Paz, piedad y perdón

Cuando las ideas escasean y la política queda reducida a escuetos mensajes de 140 caracteres no está mal volver a los escritos intemporales. Paz, piedad y perdón, es el nombre como se conoce a uno de los discursos más importantes del siglo veinte y fue pronunciado el 18 de julio de 1938 por el presidente Manuel Azaña en el legendario Saló de Cent del Ayuntamiento de Barcelona, en el apogeo dela Guerra Civil. Lejos de todo sectarismo y avizorando la enorme grieta que traería para España la continuidad de la guerra, el líder republicano dijo que su empresa era la libertad de todos, incluso la de sus adversarios y recordó que para el hombre el “olvido no es menos esencial que la memoria”.

Rescato la idea de Azaña a propósito de las recientes declaraciones del director de la Divisiónpara las Américas de Humans Right Watch, José Miguel Vivanco, quien se mostró contrario al proyecto de ley que tramita el Legislativo colombiano, más conocido como “Marco jurídico parala Paz”. Creo que Vivanco y otros promotores de Derechos Humanos son necesarios en un país como Colombia, pero a veces los veo como especie de calvinistas de nuevo cuño empeñados en defender la letra y la pureza de los tratados internacionales en la materia, sin medir las consecuencias que estas posiciones pueden acarrear a una nación, es más, poniendo en entredicho el derecho y la autonomía que tiene un pueblo para decidir cuál es el mejor camino para zanjar sus divergencias y alcanzar la paz.

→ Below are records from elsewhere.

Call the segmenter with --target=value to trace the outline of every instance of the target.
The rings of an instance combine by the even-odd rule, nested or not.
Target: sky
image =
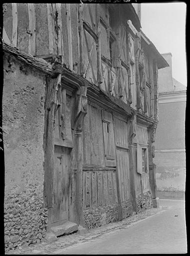
[[[141,4],[143,32],[160,54],[172,53],[173,76],[187,86],[186,18],[182,2]]]

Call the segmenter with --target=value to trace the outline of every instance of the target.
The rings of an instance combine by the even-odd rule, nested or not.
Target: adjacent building
[[[4,4],[6,250],[158,206],[158,72],[168,64],[136,9]]]
[[[160,198],[184,199],[187,87],[173,77],[172,54],[162,56],[170,66],[159,72],[159,122],[155,158],[157,190]]]

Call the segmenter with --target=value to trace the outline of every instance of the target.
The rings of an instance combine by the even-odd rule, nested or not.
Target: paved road
[[[51,254],[147,254],[187,253],[185,202],[160,200],[166,210],[124,230]]]

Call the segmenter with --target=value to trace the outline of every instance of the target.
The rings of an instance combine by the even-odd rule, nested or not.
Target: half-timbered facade
[[[46,232],[62,234],[64,224],[70,222],[92,228],[122,220],[153,202],[156,206],[153,157],[158,122],[158,70],[168,64],[141,30],[133,6],[8,4],[4,7],[4,86],[8,88],[3,117],[12,114],[8,114],[6,97],[14,96],[15,88],[22,86],[21,81],[9,86],[14,84],[14,72],[27,76],[24,84],[28,90],[32,83],[27,85],[32,79],[28,73],[42,78],[41,92],[34,85],[32,97],[40,96],[44,107],[39,150],[43,152],[41,165],[44,162],[40,178],[37,183],[31,181],[30,188],[35,190],[37,184],[40,191],[43,188],[43,198],[38,200],[44,204]],[[16,62],[19,68],[12,70]],[[31,90],[23,96],[30,97]],[[12,102],[18,104],[20,98],[14,97]],[[29,112],[33,108],[30,106]],[[24,114],[22,118],[19,122],[24,122]],[[4,119],[3,129],[7,123]],[[10,132],[7,134],[11,136]],[[28,146],[26,155],[31,153]],[[5,182],[7,202],[13,188],[22,184],[10,178],[13,163],[9,166],[9,158],[15,157],[17,164],[17,154],[8,148],[5,176],[12,186],[10,189]],[[33,174],[22,161],[20,180],[24,183],[27,177],[27,190]],[[25,172],[27,175],[22,175]],[[38,210],[33,210],[37,214]],[[36,241],[19,236],[29,243]],[[7,240],[8,244],[17,242]]]

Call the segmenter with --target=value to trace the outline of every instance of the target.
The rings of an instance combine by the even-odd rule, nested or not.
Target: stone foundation
[[[138,212],[142,209],[148,209],[153,206],[152,194],[150,191],[139,194],[136,198]]]
[[[123,203],[122,206],[123,218],[132,214],[133,206],[131,202]],[[119,205],[115,204],[84,210],[85,227],[88,229],[94,228],[119,220]]]
[[[45,236],[44,74],[5,54],[2,130],[5,252]]]
[[[117,204],[93,208],[84,210],[85,227],[94,228],[111,222],[118,220]]]
[[[24,244],[39,242],[46,234],[47,210],[35,188],[14,189],[4,196],[5,252]]]

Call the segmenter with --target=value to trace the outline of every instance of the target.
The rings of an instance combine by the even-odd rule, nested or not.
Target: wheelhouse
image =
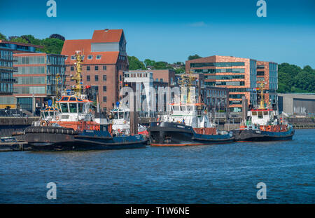
[[[41,118],[43,120],[51,120],[60,115],[61,111],[54,107],[47,107],[41,111]]]
[[[114,109],[111,113],[115,120],[128,120],[130,117],[130,111],[127,109]]]

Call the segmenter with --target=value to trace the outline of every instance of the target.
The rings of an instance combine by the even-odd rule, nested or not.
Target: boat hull
[[[232,130],[235,141],[244,142],[268,142],[291,140],[295,130],[290,128],[285,132],[270,132],[259,130]]]
[[[151,146],[194,146],[233,141],[229,134],[197,134],[191,126],[171,122],[152,122],[148,130]]]
[[[66,131],[56,133],[53,127],[43,128],[43,132],[26,130],[25,139],[34,151],[111,150],[144,148],[147,144],[139,135],[111,137],[108,132],[85,130],[83,132]],[[59,131],[62,128],[58,128]],[[33,130],[33,132],[34,132]],[[68,133],[66,133],[68,132]]]

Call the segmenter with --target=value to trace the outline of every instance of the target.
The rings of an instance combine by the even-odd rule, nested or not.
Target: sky
[[[230,55],[315,68],[315,1],[0,0],[0,32],[38,39],[91,39],[94,29],[123,29],[127,53],[141,60],[185,62],[190,55]]]

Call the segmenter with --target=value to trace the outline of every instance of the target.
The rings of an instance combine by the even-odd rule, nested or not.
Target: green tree
[[[42,52],[60,54],[64,46],[64,41],[58,39],[46,38],[41,41],[41,46],[43,46],[43,48],[41,48]]]
[[[199,56],[198,55],[189,55],[188,56],[188,60],[194,60],[194,59],[197,59],[197,58],[202,58],[202,57]]]
[[[146,69],[144,64],[134,56],[128,56],[128,61],[130,70]]]
[[[278,66],[278,93],[315,93],[315,69],[282,63]]]
[[[148,67],[148,66],[154,66],[154,64],[155,64],[155,61],[150,59],[146,59],[144,62],[146,67]]]

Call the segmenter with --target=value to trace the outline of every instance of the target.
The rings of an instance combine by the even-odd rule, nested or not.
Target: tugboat
[[[41,113],[41,121],[25,129],[25,141],[33,151],[86,151],[144,148],[141,135],[113,135],[112,126],[95,121],[92,102],[81,93],[81,55],[76,53],[74,90],[61,93],[55,107]]]
[[[128,135],[130,133],[130,119],[129,108],[120,106],[119,102],[116,102],[115,107],[111,110],[110,118],[113,124],[113,134]],[[138,124],[138,133],[144,137],[148,137],[148,133],[146,128]]]
[[[260,105],[247,113],[245,125],[234,130],[233,135],[238,142],[262,142],[292,139],[295,130],[284,118],[279,116],[276,104],[265,107],[263,83],[260,85]]]
[[[170,104],[170,114],[150,123],[148,131],[151,146],[204,145],[233,141],[232,132],[217,130],[209,121],[204,104],[190,102],[192,80],[191,73],[188,79],[181,79],[182,88],[188,86],[187,101]]]

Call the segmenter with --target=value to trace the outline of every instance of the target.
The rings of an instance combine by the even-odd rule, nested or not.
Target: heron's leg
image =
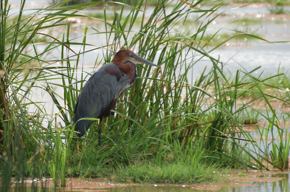
[[[99,124],[99,131],[98,134],[99,135],[99,147],[101,147],[101,134],[102,133],[102,120],[100,119],[100,123]]]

Dicen, quienes comparten la opinión de Vivanco, no ver ninguna oposición entre la posibilidad de un acuerdo de paz en Colombia y la aplicación de la justicia. A mi modo de ver si la hay. Y lo digo sin rodeos: no creo en un contrato social que deje a los miembros de la guerrilla de las FARC y el ELN por fuera de un tablado de lucha política democrática. Castigar y dejar al margen de la contienda política a los jefes de la guerrilla y/o otros protagonistas del conflicto, tal como propone Vivanco, es un mensaje absurdo que desdeña la realidad del país y compromete seriamente las posibilidades de paz y reconciliación. Buena parte de los juristas nacionales y extranjeros que se identifican con Vivanco, rinden un exagerado culto a la legislación penal internacional y parecen olvidar que en Colombia se está viviendo una guerra que, igual que todos los conflictos internos, no cabe en los códigos y por tanto su solución no está en un inciso o un parágrafo. Creer que el conflicto colombiano es un contencioso que se puede resolver en una corte de justicia es una actitud rayana en la pedantería.

De nada sirve que el director de Humans Right Watch se muestre contrario al proyecto de “Marco jurídico parala Paz”, si a cambio no propone algo distinto que sirva verdaderamente para ir hasta un proceso de paz y terminarlo airosamente. Estoy seguro que el proyecto que ronda en el Congreso tiene muchos agujeros que habrá que tapar o remendar pero no se puede negar que, la intención es legítima, si se piensa en diálogo, negociación y acuerdo de paz, es decir, si se aspira a terminar con el conflicto.

La Guerra Eterna, el libro que recoge los cuadernos de apuntes del laureado corresponsal de guerra del New York Times, Dexter Filkins, es un testimonio de lo que pasa en Irak y Afganistán pero también es una reflexión sobre todos los conflictos que, similares al colombiano, parecen condenados a no acabar nunca, y más aún si hay personas influyentes que impiden desde distintos ángulos que otros puedan buscar y construir algunas formulas creíbles y realistas para salir del degolladero. Azaña y Filkins, pasado y presente.